Says Property Partner
New data analysis forecasts average mortgage interest rates would need to pass five per cent to reach the level of cost during financial crisis
An interest rate rise of 0.25 per cent by the Bank of England will have negligible impact on housing affordability according to new data analysis from Property Partner, the world’s first property stock exchange.
The analysis reveals the record-low affordability levels seen during the financial crisis occurred when mortgage payments accounted for over a fifth (23 per cent) of household income.
If mortgage providers pass on today’s 0.25 per cent interest rate rise direct to borrowers, mortgage payments will still only account for 12.8 per cent of household income, significantly below the levels seen up to and during the financial crisis.
The average mortgage interest rate would have to rise above five per cent for the cost of mortgage repayments to return to the record levels seen during the financial crisis.
Today’s news of a 0.25 per cent interest rate is expected to see mortgage rates remain below two per cent, according to Property Partner’s forecast.
Mark Weedon, Head of Research at Property Partner said: “Borrowers have had it good for a decade, with mortgage affordability improving in spite of rising house prices.
“This isn’t about to change.

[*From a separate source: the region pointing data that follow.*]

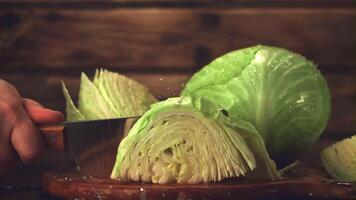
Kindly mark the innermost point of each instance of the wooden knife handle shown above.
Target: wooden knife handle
(53, 135)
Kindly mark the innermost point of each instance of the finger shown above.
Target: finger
(7, 119)
(25, 138)
(40, 114)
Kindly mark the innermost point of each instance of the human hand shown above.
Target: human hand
(19, 135)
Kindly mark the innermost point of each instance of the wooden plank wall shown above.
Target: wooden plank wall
(161, 43)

There has been a lot of hype surrounding the first increase in interest rates for more than 10 years, but when it comes to housing affordability the impact of today’s rise will be negligible.

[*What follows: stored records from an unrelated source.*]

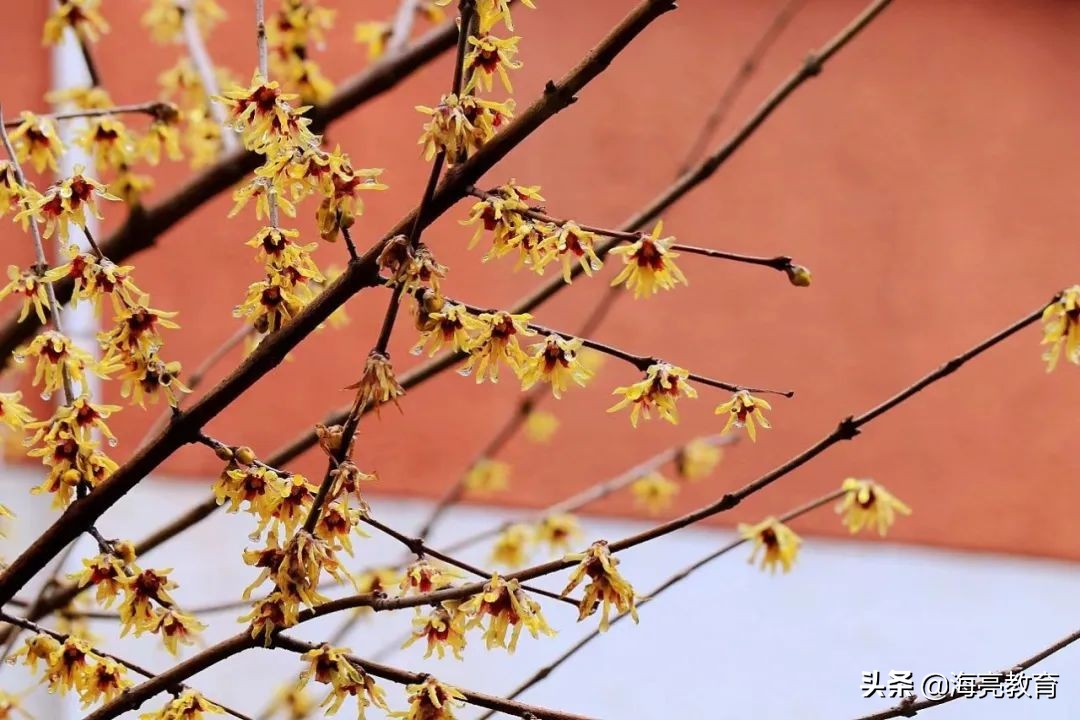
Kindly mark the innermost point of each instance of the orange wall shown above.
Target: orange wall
(929, 178)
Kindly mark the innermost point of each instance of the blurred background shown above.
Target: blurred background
(929, 180)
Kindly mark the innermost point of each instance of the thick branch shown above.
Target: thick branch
(364, 273)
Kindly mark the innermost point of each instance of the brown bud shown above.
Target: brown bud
(798, 275)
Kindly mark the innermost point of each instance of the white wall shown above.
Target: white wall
(730, 641)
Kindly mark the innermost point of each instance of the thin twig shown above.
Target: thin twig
(846, 430)
(665, 199)
(154, 109)
(639, 362)
(678, 576)
(61, 637)
(781, 262)
(144, 227)
(404, 677)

“Some homeowners will feel a slight pinch to the purse strings, but not at a level that should cause stress for many homeowners. Many remain on fixed rate deals set when the base rate was previously 0.5 per cent, so the average interest rate increase across homeowners is likely to be less than 0.25 per cent, even if the banks choose to pass the rise on in full.
“The Bank of England has today again reiterated that interest rates will remain very low for the foreseeable future, rising slowly towards a new normal, well below the old normal where rates sat consistently at five per cent and above.”